Customize Amazon SageMaker Studio using Lifecycle Configurations

Amazon SageMaker Studio is a web-based, integrated advancement environment (IDE) for machine learning (ML) that lets you build, train, debug, release, and monitor your ML designs. It supplies all the tools you require to take your designs from experimentation to production while improving your efficiency. You can write code, track experiments, envision data, and perform debugging and tracking within a single, integrated visual user interface.
Were excited to reveal Lifecycle Configuration for Studio, a new ability that enables designers to automate personalization for your Studio advancement environments.
Lifecycle setups are shell scripts triggered by Studio lifecycle events, such as beginning a brand-new Studio note pad. You can utilize these shell scripts to automate customization for your Studio environments, such as installing JupyterLab extensions, preloading datasets, and setting up source code repositories.
Formerly, customizations to Studio environments were possible, but you needed to reapply them by hand whenever apps were deleted or recreated. Lifecycle configuration offers a method to immediately and repeatably apply your customizations.
In this post, we reveal you how to utilize lifecycle configurations for 3 common personalization usage cases:

Setting up customized bundles
Configuring auto-shutdown of non-active notebook apps
Establishing Git configuration

For more examples, go to the SageMaker Studio Lifecycle Configuration Samples repository on GitHub.
Install custom-made plans on base kernel images
One common use case for lifecycle configuration is to set up custom libraries so theyre offered right now whenever you start a new kernel app. Lifecycle configuration allows you to automate this procedure without the requirement to build a customized Studio image.
State that you require to set up pyarrow in your note pad environment so that you can deal with a Parquet-formatted training dataset for your ML design. Lets see how to utilize lifecycle configuration to automate the installation of this reliance in the kernel.
The following is the common workflow for using lifecycle setup in your apps:

Compose the script
Convert the script to a base64 encoded string.
Create a lifecycle configuration entity through the AWS Command Line Interface (AWS CLI).
Associate the lifecycle configuration to a domain or user profile.
Start the Studio app with the specified lifecycle configuration.

Write the script.
The following sample script installs pyarrow utilizing the pip package manager. You can modify this script to set up the dependences you require for your own notebooks:

pip install– upgrade $PACKAGE.

# This script installs a single pip bundle on a SageMaker Studio Kernel Application
#!/ bin/bash.

KernelGateway– Enables access to the code run environment and kernels for your Studio note pads and terminals.

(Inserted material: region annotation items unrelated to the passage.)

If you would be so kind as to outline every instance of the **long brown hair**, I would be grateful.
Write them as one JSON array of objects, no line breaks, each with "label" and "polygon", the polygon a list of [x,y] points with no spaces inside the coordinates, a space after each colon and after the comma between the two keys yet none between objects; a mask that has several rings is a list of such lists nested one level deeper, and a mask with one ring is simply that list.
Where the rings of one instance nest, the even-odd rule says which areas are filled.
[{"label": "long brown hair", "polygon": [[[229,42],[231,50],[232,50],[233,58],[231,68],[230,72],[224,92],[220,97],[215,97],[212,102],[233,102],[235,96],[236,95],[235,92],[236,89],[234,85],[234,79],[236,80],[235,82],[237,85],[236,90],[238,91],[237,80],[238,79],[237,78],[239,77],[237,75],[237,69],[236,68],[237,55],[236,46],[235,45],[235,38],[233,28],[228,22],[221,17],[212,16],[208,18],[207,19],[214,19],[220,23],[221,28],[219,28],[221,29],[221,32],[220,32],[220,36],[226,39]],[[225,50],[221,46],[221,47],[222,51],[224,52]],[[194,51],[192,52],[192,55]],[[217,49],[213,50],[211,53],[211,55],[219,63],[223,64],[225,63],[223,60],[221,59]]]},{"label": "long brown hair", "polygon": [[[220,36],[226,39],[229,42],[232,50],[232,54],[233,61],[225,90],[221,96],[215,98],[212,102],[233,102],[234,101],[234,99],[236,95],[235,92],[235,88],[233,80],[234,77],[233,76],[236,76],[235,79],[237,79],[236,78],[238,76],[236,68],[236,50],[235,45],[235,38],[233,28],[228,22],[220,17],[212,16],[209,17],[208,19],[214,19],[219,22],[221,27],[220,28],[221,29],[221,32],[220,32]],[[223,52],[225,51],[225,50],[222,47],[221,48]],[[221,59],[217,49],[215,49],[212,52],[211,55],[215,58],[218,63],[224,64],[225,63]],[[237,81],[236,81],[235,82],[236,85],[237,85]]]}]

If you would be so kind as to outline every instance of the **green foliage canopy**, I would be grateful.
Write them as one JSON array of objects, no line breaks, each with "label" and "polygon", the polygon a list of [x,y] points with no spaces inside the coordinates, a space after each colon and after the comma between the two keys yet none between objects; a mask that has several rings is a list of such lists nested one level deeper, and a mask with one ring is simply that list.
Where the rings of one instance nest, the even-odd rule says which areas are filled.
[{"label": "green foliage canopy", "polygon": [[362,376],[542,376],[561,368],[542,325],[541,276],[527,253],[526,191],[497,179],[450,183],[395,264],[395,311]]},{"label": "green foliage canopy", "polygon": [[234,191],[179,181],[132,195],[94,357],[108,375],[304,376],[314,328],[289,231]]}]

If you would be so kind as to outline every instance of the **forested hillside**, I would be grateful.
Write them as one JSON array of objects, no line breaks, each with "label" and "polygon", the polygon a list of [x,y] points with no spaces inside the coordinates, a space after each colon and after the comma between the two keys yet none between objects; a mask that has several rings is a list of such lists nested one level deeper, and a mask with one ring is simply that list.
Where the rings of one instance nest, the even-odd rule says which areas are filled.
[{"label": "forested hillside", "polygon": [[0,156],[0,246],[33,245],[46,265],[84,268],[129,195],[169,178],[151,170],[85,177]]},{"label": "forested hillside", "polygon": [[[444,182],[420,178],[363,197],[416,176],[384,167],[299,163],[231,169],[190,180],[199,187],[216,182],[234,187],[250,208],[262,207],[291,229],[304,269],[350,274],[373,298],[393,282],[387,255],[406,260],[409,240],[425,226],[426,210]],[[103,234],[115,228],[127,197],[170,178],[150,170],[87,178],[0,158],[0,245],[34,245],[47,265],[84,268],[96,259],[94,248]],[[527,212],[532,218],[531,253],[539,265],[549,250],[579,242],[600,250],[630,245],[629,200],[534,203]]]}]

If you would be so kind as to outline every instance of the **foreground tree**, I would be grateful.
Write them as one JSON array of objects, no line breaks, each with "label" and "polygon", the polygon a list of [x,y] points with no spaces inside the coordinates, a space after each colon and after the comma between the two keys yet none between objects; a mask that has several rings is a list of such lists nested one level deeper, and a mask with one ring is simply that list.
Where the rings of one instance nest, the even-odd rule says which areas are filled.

LCC_CONTENT= openssl base64 -A -in install-package. sh.

set -eux.

The base64-encoded script content is now saved in the LCC_CONTENT variable.
Produce a lifecycle setup entity via the AWS CLI.
Now we can develop the lifecycle setup entity using the AWS CLI, defining the base64-encoded material saved in the LCC_CONTENT variable as the lifecycle configuration material.
At this moment, you need to determine whether the lifecycle setup ought to belong to the JupyterServer or KernelGateway app type:.

aws sagemaker create-studio-lifecycle-config.
— studio-lifecycle-config-content $LCC_CONTENT.
— studio-lifecycle-config-name install-pip-package-on-kernel.
— studio-lifecycle-config-app-type KernelGateway.

# PARAMETERS.
PLAN= pyarrow.

After you produce the lifecycle setup, note the lifecycle setup ARN returned in the reaction:.

In this case, since we want to customize the kernel environment that the notebook code runs in by setting up extra custom-made bundles, we ought to specify KernelGateway for the lifecycle setup app type. In the following code, we name the created entity install-pip-package-on-kernel, however you are totally free to utilize your own:.

JupyterServer– Enables access to the visual interface for Studio.

One valuable practice when developing and debugging your own scripts is to utilize set -eux, which assists you to see in the logs where a failure occurred. It composes the commands line by line while its running, and stops the script immediately when there is a failure.
Lets conserve the preceding script as a file called install-package. sh.
Transform the script to a base64 encoded string.
When creating the lifecycle config, we pass the script contents as a base64 encoded string. In a terminal, use the following command:.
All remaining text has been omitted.